Après les émeutes d’Urumqi, dans le Xinjiang, les dirigeants du Parti communiste chinois qui se sont réunis mercredi autour du président Hu Jintao ont promis des « punitions sévères » aux responsables des affrontements, annonce, jeudi 9 juillet, l’agence Chine nouvelle. Le président, qui a écourté une visite en Italie où il devait participer au G8, a réuni les membres du comité permanent du bureau politique du Parti communiste chinois, la plus haute instance dirigeante de Chine. La stabilité au Xinjiang « est la tâche la plus importante et pressante », selon un commmuniqué.
Dans le même temps, des véhicules blindés et des camions de transport de troupes arborant des banderoles sur lesquelles on peut lire « Ecrasons les séparatistes » ou « Ramenons la paix dans la ville » sillonnent les rues d’Urumqi. Sur leur passage, les militaires relaient des appels à l’unité entre les ethnies. Des tracts ont été largués par des hélicoptères survolant la ville où 156 personnes au moins ont été tuées et un millier d’autres blessées lorsque des Ouïgours s’en sont pris dimanche à des Hans, l’ethnie majoritaire en Chine.
Des soldats ont pris position près de barricades dans la ville de deux millions d’habitants et ont visiblement pour objectif de séparer les communautés ouïgoure et han.

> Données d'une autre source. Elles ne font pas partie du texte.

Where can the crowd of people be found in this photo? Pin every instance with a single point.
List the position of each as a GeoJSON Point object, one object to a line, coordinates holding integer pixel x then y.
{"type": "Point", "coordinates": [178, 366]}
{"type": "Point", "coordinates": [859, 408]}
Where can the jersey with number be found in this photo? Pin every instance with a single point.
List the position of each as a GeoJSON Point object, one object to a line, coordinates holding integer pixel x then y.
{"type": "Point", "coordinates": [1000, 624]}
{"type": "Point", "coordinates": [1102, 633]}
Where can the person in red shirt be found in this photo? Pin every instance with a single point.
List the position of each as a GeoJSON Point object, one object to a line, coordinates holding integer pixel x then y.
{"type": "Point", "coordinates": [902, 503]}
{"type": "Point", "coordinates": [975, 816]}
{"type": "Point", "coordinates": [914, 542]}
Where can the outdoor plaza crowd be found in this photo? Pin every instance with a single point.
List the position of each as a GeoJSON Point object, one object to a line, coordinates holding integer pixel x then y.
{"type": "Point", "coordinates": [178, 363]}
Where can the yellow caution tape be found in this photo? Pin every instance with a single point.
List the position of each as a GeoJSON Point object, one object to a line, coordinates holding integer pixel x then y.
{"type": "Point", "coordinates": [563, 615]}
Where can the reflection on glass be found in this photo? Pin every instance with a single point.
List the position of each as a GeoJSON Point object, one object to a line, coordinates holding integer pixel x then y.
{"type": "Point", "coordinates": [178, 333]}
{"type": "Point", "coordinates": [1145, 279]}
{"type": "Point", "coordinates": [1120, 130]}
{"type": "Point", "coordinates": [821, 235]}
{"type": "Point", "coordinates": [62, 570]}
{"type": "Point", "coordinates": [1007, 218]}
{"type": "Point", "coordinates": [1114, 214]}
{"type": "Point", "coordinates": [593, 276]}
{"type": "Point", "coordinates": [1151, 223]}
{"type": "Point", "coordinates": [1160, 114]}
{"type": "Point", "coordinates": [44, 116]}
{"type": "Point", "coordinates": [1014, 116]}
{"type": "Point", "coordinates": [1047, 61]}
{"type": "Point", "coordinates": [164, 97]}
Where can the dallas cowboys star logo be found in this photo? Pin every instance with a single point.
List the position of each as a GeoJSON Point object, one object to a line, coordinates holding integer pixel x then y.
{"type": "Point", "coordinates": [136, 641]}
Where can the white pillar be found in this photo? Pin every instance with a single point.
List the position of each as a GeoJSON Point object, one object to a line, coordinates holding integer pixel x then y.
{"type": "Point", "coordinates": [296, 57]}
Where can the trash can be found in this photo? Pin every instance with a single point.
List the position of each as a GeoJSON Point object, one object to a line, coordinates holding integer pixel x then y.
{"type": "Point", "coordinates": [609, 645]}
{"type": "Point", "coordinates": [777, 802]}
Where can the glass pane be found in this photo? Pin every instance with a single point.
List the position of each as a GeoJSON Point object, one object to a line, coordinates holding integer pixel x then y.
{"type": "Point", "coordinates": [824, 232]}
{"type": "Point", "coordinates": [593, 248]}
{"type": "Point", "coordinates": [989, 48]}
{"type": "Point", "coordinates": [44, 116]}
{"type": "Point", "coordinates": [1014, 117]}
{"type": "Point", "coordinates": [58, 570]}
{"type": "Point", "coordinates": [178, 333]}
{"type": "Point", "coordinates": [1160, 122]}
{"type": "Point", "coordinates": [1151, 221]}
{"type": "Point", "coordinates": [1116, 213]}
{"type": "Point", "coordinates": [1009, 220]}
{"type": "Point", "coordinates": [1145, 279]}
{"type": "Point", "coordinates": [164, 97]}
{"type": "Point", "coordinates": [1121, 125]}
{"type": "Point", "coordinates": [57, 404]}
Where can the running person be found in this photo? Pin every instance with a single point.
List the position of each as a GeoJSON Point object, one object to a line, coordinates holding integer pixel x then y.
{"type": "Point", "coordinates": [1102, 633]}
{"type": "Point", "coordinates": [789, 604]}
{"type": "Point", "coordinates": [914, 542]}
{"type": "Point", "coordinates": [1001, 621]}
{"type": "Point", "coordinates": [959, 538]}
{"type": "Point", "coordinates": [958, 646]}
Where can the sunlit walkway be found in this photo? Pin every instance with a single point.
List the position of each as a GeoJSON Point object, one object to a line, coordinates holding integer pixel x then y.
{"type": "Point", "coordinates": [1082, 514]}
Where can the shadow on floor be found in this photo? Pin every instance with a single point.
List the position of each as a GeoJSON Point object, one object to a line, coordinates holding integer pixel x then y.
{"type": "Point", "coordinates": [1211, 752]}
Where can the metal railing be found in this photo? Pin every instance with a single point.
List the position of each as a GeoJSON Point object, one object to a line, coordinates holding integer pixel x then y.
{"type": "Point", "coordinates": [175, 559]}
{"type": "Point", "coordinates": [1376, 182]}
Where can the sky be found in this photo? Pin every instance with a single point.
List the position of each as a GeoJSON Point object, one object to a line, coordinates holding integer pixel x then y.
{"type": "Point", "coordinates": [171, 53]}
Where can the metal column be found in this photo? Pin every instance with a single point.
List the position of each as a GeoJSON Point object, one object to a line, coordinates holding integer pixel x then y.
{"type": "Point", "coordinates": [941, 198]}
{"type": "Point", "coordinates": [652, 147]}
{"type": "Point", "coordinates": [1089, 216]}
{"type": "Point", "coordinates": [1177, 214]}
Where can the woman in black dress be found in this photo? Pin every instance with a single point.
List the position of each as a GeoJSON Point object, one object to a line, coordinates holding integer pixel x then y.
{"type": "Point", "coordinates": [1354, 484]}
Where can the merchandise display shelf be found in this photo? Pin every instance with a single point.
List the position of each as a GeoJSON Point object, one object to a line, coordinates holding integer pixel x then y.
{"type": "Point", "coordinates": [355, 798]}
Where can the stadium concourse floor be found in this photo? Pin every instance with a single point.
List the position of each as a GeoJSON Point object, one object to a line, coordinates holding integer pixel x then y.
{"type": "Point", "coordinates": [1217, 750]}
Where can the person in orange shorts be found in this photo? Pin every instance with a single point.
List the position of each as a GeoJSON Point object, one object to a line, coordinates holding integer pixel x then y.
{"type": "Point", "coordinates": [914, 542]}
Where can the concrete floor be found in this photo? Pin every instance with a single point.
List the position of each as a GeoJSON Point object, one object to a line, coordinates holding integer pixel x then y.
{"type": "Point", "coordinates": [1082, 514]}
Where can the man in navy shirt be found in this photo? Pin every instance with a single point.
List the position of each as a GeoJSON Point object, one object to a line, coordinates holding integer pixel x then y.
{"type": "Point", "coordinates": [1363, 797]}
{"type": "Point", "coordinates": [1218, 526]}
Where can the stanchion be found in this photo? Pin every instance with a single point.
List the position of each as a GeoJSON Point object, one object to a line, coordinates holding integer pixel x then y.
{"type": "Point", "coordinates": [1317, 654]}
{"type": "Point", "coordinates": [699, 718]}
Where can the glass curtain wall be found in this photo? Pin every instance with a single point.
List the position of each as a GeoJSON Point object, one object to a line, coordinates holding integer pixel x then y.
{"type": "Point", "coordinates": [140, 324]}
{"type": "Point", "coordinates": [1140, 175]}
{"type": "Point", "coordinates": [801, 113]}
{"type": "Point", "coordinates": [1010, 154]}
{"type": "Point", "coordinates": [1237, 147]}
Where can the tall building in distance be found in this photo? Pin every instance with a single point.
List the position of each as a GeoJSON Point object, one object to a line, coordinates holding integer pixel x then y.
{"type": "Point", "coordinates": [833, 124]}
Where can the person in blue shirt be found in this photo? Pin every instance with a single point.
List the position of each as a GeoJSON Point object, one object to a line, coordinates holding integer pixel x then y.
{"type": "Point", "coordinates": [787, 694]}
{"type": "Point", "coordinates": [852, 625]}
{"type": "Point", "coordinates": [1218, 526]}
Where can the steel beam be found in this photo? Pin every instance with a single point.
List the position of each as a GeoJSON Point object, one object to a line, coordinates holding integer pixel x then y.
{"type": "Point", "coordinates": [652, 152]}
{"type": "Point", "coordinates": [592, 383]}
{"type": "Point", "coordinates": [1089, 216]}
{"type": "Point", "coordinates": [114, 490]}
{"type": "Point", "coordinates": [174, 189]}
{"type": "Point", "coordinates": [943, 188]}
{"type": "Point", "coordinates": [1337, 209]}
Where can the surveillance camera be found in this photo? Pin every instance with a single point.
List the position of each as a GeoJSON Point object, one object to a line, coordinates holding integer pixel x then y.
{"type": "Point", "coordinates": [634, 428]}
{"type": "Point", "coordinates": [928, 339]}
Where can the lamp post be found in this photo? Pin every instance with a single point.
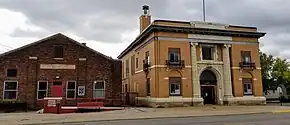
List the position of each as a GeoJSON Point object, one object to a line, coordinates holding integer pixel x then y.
{"type": "Point", "coordinates": [203, 4]}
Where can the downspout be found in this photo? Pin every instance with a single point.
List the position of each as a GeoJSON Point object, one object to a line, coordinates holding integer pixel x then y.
{"type": "Point", "coordinates": [35, 81]}
{"type": "Point", "coordinates": [77, 68]}
{"type": "Point", "coordinates": [190, 49]}
{"type": "Point", "coordinates": [27, 68]}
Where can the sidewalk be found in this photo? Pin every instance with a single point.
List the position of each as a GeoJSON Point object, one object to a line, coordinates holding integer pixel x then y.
{"type": "Point", "coordinates": [135, 113]}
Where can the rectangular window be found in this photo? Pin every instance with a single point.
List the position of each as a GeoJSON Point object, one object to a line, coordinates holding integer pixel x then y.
{"type": "Point", "coordinates": [132, 64]}
{"type": "Point", "coordinates": [137, 63]}
{"type": "Point", "coordinates": [11, 72]}
{"type": "Point", "coordinates": [175, 84]}
{"type": "Point", "coordinates": [123, 70]}
{"type": "Point", "coordinates": [246, 56]}
{"type": "Point", "coordinates": [148, 86]}
{"type": "Point", "coordinates": [248, 88]}
{"type": "Point", "coordinates": [174, 55]}
{"type": "Point", "coordinates": [42, 89]}
{"type": "Point", "coordinates": [207, 52]}
{"type": "Point", "coordinates": [10, 89]}
{"type": "Point", "coordinates": [71, 89]}
{"type": "Point", "coordinates": [147, 57]}
{"type": "Point", "coordinates": [127, 68]}
{"type": "Point", "coordinates": [99, 89]}
{"type": "Point", "coordinates": [58, 51]}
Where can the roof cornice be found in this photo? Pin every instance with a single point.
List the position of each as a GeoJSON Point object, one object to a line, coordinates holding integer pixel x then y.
{"type": "Point", "coordinates": [189, 30]}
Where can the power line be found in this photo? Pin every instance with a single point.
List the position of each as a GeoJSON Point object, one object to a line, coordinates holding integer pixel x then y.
{"type": "Point", "coordinates": [203, 4]}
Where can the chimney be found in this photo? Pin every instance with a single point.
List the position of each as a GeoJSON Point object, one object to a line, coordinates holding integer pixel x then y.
{"type": "Point", "coordinates": [145, 18]}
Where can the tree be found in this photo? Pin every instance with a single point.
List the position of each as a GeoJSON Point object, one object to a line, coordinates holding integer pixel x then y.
{"type": "Point", "coordinates": [275, 71]}
{"type": "Point", "coordinates": [267, 62]}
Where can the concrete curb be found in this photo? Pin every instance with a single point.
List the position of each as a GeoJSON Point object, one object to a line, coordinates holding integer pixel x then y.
{"type": "Point", "coordinates": [160, 117]}
{"type": "Point", "coordinates": [281, 111]}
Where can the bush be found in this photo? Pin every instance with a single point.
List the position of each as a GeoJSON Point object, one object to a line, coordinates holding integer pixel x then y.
{"type": "Point", "coordinates": [12, 105]}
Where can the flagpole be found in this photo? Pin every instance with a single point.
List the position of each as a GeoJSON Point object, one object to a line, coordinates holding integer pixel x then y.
{"type": "Point", "coordinates": [203, 3]}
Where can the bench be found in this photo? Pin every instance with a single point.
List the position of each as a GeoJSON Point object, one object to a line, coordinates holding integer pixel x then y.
{"type": "Point", "coordinates": [90, 105]}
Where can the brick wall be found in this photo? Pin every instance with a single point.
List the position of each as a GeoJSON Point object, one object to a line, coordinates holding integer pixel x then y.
{"type": "Point", "coordinates": [95, 67]}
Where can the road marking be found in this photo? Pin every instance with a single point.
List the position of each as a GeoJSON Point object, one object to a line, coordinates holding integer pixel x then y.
{"type": "Point", "coordinates": [281, 111]}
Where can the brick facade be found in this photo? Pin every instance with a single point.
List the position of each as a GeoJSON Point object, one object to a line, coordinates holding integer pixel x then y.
{"type": "Point", "coordinates": [89, 66]}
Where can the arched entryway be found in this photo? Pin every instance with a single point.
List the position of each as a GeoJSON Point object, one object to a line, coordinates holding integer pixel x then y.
{"type": "Point", "coordinates": [208, 82]}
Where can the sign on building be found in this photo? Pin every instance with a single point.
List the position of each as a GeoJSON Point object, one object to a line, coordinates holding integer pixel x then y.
{"type": "Point", "coordinates": [81, 90]}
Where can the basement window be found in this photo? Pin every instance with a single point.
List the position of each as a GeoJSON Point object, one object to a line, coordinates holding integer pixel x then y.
{"type": "Point", "coordinates": [10, 89]}
{"type": "Point", "coordinates": [42, 89]}
{"type": "Point", "coordinates": [11, 72]}
{"type": "Point", "coordinates": [71, 90]}
{"type": "Point", "coordinates": [99, 89]}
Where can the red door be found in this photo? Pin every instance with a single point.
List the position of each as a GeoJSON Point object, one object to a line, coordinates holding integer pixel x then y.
{"type": "Point", "coordinates": [56, 89]}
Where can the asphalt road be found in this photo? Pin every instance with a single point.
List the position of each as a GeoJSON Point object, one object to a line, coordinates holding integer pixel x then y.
{"type": "Point", "coordinates": [252, 119]}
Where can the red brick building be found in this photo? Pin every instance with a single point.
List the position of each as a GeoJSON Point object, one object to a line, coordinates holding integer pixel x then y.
{"type": "Point", "coordinates": [58, 66]}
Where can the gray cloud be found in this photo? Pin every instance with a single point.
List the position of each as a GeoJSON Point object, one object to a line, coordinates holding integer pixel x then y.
{"type": "Point", "coordinates": [106, 20]}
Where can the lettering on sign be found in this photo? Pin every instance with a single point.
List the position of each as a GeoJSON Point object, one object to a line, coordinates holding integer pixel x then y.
{"type": "Point", "coordinates": [57, 66]}
{"type": "Point", "coordinates": [51, 103]}
{"type": "Point", "coordinates": [81, 90]}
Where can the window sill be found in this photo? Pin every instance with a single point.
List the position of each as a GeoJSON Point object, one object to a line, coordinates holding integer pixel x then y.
{"type": "Point", "coordinates": [210, 62]}
{"type": "Point", "coordinates": [58, 58]}
{"type": "Point", "coordinates": [70, 99]}
{"type": "Point", "coordinates": [174, 95]}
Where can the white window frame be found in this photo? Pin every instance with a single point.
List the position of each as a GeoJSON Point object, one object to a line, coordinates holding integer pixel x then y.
{"type": "Point", "coordinates": [173, 94]}
{"type": "Point", "coordinates": [214, 54]}
{"type": "Point", "coordinates": [10, 90]}
{"type": "Point", "coordinates": [95, 82]}
{"type": "Point", "coordinates": [66, 89]}
{"type": "Point", "coordinates": [41, 90]}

Après une fermeture officielle de trois jours, des commerces ont rouvert, mais certains gardent leur rideau baissé de crainte de nouvelles violences et le bazar n’avait pas pu rouvrir.
Plusieurs centaines de personnes se sont massées au passage de l’armée. Des Chinois hans, qui se disent menacés depuis ce week-end, ont salué ce déploiement de force. Dans la nuit de mercredi à jeudi, près du marché d’un quartier ouïgour, des habitants se préparaient à d’éventuels incidents, s’équipant de matraques.
Les violences au Xinjiang ont conduit le président Hu Jintao à écourter son séjour en Italie et renoncer à participer au sommet du G8 pour rentrer précipitamment à Pékin. Dans une démonstration d’unité ethnique, la télévision chinoise a diffusé des images du maire de Shanghaï, Han Zheng, et du chef local du Parti communiste, Yu Zhengsheng, se rendant dans des restaurants tenus par des Ouïgours dans la capitale commerciale de la Chine.
* AFP et Reuters | 09.07.09 |
Au Xinjiang,« la tension entre Hans et Ouïgours est à son comble »
Des internautes français et chinois, actuellement au Xinjiang, ont pu nous faire parvenir leurs témoignages. Ils décrivent une ambiance tendue et des moyens de communication sous contrôle strict.
Un malaise visible entre Hans et Ouïgours, par Saïd Braka
Je rentre tout juste d’un voyage professionnel à Urumqi. Je formais le personnel dans l’imprimerie d’un journal. Quelques jours avant mon retour, les gens étaient de plus en plus nerveux et la tension était palpable, même à l’hôtel. Tous parlaient de la mort de deux ouvriers ouïgours lynchés sans raisons fin juin et pour lesquels aucun procès n’avait encore été ouvert. A l’intérieur même du journal, le malaise était visible entre les contremaîtres (Hans pour la plupart) et les ouvriers (majoritairement Ouïgours), les uns, nerveux, criant et insultant les autres qui se réunissait alors très souvent entre eux dans des conciliabules aussi longs que bruyants. Dans la rue, j’ai pu voir de nombreux attroupements surveillés à distance par de nombreux agents de police. Avant mon départ, des véhicules anti-émeutes ont commencé à stationner de plus en plus nombreux au coin des rues.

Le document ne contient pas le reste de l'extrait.